TRINITY
The rope feels solid beneath my hands as I climb, each grip secure and familiar. Rock climbing at the local gym back home prepared me for this more than I anticipated. Below, Korgan's positioned himself like a human, orc, safety net, which should be reassuring but somehow makes me more nervous.
Focus, Trinity. Cameras are rolling.
I'm three-quarters up when my phone vibrates in the production assistant's hands below. Then another buzz. Then a cascade of notifications that draws confused murmurs from the crew.
"Cut!" Marcus barks suddenly. "Everyone hold positions."
I freeze on the rope, muscles beginning to burn from maintaining position. "What's going on?"
The silence stretches uncomfortably long. Marcus huddles with his assistant producers, their voices too low to catch but their body language screaming crisis management. Korgan moves beneath me, angling for a better view of the commotion.
"Trinity, can you come down please?" Marcus calls out, his usual theatrical enthusiasm replaced by careful neutrality.
I descend quickly, landing with more force than grace. Korgan's hand settles briefly on my shoulder, steadying or claiming, I can't tell which.
"What's wrong?"
Marcus approaches with my phone, his expression unreadable. "There's been some... social media activity regarding your participation in the show."
My stomach drops. Social media during filming is supposed to be strictly monitored. The fact that something's broken through their control systems means it's big. And bad.
"Show me."
The screen fills with notifications from Instagram, Twitter, Facebook. All variations of the same devastating theme:
Trinity Lewis EXPOSED: Reality Star's REAL Motive for Chasing Orc Bachelor!
LEAKED: Small-town baker's massive debt forces desperate TV grab
She's Only Here for Money: Trinity Lewis's Financial Crisis Revealed
My hands shake as I scroll through post after post. Screenshots of loan documents. Photos of overdue notices. Bank statements that should be private, personal, impossible to obtain.
"How did they—" My voice cracks. "These are private financial records."
"We're investigating the source," Marcus says carefully. "In the meantime, we need to discuss how to address this."
The comments are brutal:
Fake.
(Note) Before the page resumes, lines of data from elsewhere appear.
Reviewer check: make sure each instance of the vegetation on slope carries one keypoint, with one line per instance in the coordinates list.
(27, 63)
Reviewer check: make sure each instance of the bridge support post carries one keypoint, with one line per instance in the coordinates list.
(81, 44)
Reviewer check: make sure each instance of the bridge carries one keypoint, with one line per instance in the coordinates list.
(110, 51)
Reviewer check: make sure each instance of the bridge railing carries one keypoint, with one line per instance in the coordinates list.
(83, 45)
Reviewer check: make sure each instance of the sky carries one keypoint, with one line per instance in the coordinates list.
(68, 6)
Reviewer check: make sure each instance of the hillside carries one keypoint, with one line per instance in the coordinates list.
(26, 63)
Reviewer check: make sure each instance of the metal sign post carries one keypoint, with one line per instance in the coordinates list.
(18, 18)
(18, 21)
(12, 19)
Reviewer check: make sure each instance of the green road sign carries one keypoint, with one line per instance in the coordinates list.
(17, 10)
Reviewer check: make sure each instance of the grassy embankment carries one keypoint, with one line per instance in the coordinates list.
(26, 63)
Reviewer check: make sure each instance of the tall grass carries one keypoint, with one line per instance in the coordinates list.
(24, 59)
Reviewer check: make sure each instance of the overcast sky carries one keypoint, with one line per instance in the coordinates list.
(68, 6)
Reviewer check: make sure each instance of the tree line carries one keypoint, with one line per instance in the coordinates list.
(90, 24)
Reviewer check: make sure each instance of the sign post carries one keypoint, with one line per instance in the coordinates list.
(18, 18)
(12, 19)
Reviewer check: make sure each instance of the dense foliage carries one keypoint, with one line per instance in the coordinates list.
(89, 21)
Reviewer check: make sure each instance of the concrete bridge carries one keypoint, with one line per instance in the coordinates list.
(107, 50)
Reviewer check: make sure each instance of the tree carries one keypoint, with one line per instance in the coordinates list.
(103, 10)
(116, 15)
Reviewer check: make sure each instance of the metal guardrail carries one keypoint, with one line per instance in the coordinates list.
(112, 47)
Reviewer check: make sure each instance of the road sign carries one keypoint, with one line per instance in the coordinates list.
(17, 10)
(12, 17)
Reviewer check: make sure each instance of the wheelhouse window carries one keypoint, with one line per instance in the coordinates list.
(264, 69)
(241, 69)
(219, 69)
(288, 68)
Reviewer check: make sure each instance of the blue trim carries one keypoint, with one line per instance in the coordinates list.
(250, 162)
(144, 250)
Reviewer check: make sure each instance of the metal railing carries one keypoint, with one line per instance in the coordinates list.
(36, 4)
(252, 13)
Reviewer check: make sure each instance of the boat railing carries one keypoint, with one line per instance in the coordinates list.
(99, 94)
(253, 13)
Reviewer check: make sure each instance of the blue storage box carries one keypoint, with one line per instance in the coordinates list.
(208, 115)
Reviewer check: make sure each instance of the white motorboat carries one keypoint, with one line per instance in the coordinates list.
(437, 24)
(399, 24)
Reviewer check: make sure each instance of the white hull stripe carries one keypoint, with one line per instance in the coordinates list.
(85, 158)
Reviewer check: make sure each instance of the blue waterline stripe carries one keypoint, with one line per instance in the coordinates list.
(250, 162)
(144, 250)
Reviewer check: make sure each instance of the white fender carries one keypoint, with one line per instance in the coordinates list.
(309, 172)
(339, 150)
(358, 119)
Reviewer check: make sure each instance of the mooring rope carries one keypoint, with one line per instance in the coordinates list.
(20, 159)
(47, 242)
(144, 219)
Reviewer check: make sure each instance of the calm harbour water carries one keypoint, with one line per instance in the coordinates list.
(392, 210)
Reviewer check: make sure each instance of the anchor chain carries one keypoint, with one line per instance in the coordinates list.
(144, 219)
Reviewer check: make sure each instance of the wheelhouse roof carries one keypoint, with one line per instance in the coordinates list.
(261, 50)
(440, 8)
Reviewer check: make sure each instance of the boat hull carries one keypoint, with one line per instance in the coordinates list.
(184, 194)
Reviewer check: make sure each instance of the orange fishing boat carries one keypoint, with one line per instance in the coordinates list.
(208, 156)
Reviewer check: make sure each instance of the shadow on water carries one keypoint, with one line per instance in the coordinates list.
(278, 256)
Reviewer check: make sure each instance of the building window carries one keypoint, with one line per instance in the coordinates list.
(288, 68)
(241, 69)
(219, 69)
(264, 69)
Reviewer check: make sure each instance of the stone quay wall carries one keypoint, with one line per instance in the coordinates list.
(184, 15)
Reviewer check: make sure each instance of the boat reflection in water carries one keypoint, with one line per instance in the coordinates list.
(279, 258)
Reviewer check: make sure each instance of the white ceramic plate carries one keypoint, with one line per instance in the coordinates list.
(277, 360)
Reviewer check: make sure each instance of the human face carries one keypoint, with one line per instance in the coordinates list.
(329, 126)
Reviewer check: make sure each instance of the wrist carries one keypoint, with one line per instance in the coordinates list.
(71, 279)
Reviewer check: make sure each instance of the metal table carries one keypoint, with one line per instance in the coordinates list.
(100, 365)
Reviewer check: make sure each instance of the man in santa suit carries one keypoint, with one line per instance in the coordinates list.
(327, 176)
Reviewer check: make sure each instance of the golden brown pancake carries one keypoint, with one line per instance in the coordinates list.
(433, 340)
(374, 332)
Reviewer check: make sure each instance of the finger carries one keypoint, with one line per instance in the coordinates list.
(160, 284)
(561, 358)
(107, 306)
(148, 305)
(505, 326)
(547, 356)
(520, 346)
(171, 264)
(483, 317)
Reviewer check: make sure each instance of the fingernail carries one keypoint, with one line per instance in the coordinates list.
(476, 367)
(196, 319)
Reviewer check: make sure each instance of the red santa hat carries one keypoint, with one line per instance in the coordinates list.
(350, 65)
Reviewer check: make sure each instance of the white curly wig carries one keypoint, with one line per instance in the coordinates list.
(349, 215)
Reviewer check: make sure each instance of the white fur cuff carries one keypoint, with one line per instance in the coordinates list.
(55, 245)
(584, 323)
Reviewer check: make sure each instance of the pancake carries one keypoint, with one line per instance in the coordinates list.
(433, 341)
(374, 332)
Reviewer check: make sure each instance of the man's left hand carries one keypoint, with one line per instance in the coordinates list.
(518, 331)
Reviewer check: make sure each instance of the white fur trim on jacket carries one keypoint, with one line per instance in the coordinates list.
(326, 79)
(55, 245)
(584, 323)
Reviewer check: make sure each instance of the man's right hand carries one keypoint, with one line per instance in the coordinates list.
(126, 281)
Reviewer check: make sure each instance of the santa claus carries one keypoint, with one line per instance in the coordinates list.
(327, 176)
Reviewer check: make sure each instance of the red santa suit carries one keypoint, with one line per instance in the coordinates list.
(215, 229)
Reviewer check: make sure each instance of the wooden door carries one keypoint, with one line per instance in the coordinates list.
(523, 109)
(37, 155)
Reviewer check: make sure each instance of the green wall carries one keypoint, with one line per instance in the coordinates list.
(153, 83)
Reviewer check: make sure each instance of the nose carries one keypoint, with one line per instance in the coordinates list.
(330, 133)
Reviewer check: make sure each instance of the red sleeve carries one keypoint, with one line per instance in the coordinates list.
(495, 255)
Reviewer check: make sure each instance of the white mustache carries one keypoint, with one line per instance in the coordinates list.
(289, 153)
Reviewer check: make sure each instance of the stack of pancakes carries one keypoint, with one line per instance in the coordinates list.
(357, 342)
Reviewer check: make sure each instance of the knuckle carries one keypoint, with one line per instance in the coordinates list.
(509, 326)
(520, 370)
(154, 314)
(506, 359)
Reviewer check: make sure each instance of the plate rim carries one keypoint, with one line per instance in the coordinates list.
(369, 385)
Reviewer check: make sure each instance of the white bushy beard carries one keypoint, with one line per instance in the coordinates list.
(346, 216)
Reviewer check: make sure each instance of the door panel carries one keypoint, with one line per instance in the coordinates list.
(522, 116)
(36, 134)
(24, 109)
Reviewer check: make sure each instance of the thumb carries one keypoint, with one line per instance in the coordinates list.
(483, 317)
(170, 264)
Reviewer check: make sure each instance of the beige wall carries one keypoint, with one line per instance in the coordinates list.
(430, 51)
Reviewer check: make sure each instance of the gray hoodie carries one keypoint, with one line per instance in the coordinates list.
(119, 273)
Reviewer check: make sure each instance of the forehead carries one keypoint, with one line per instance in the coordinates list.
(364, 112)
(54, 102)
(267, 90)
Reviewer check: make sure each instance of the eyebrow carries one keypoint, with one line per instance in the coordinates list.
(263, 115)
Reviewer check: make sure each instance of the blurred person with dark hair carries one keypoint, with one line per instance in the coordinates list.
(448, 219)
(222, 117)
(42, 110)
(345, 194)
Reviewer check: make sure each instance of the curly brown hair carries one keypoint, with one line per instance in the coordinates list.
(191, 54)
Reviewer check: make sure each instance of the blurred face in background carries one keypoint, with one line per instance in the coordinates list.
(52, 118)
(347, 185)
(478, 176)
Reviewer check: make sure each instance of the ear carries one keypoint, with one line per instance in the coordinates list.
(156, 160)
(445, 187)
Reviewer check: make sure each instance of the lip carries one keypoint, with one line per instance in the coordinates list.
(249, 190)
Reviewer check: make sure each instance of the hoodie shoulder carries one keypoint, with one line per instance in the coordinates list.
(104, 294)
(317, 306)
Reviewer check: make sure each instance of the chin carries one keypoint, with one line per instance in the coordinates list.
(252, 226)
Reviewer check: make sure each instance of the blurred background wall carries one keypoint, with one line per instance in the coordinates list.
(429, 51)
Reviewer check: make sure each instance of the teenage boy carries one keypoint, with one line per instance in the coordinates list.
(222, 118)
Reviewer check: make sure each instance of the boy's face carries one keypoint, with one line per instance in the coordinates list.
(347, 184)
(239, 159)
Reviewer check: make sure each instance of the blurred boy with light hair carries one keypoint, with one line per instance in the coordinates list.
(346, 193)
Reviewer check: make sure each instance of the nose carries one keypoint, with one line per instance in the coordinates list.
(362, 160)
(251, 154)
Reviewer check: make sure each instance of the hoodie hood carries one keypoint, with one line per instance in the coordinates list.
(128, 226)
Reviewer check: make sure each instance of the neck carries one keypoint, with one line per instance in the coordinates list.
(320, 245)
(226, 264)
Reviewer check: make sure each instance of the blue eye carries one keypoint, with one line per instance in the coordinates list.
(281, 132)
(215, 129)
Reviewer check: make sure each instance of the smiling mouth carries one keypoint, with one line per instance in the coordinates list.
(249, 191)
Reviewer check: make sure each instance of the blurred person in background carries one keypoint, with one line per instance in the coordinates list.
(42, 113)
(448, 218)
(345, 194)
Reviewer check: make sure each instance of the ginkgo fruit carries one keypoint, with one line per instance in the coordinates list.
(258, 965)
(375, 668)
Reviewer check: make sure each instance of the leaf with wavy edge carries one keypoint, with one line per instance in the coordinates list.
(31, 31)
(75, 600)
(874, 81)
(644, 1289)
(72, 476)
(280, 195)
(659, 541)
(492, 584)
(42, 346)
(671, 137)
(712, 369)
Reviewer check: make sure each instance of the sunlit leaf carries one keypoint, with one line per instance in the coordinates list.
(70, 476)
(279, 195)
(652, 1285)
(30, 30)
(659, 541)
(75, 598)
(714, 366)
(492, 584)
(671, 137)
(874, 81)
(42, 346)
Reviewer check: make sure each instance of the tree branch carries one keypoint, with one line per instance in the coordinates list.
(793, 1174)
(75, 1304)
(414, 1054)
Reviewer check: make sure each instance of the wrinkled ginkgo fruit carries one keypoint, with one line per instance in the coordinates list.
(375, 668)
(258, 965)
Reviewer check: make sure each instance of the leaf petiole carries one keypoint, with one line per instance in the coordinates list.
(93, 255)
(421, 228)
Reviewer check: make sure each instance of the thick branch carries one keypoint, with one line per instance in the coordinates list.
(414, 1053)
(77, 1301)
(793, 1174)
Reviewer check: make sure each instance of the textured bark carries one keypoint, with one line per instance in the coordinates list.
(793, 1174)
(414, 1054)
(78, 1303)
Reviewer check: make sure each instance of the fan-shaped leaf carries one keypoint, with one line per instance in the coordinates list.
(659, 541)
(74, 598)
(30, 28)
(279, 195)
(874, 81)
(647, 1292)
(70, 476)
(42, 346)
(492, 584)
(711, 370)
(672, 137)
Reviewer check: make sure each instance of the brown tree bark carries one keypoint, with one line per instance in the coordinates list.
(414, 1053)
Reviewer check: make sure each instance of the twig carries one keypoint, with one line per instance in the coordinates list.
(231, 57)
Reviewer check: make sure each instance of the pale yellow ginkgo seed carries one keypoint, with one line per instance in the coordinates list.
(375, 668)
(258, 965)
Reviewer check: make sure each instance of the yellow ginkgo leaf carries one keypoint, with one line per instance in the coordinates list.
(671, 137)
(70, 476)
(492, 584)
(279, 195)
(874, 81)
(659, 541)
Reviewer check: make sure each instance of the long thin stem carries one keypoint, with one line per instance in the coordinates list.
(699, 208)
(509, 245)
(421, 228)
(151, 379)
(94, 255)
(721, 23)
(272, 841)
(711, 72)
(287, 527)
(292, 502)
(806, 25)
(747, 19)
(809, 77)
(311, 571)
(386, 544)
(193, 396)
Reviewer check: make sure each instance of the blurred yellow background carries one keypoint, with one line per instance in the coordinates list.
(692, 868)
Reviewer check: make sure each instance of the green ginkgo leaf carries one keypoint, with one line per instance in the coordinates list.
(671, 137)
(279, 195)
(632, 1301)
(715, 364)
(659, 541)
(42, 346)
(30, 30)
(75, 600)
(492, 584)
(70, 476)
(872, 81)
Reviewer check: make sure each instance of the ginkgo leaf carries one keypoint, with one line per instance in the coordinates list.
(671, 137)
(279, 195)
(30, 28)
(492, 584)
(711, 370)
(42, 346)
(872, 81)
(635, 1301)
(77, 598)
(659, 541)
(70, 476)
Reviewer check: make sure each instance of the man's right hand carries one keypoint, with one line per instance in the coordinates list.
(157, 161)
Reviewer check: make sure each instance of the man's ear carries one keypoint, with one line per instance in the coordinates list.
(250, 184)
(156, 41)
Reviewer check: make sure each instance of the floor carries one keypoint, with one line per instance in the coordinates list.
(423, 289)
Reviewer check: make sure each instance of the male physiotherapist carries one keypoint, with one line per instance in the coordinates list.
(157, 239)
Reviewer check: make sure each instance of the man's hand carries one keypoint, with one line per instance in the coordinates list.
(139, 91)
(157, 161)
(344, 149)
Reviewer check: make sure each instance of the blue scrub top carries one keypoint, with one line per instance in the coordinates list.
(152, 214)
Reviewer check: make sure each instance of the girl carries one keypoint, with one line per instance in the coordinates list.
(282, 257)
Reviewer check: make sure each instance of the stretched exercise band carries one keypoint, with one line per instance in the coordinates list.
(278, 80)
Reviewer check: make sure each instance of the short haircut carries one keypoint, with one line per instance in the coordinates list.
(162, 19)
She's just a gold-digger using the orc for publicity.
Pathetic. Can't even run a bakery without begging for handouts.
This whole romance is scripted. She's literally being paid to pretend.
Each word hits like a real blow. Three years of careful budgeting, of skipping meals to pay suppliers, of working eighteen-hour days to keep my dream alive—reduced to tabloid fodder about desperation and greed.
"Trinity." Korgan's voice booms through my spiral. "What financial crisis?"
I can't meet his eyes. "It's... complicated."
"Complicated how?"
The cameras are still rolling. I can see Marcus gesture for them to keep recording, probably thrilled by this unexpected drama goldmine. My private shame about to become public entertainment.
"I took out loans to expand the bakery last year. Big ones. The timing was terrible—supply costs increased, foot traffic dropped, and I... I couldn't make the payments."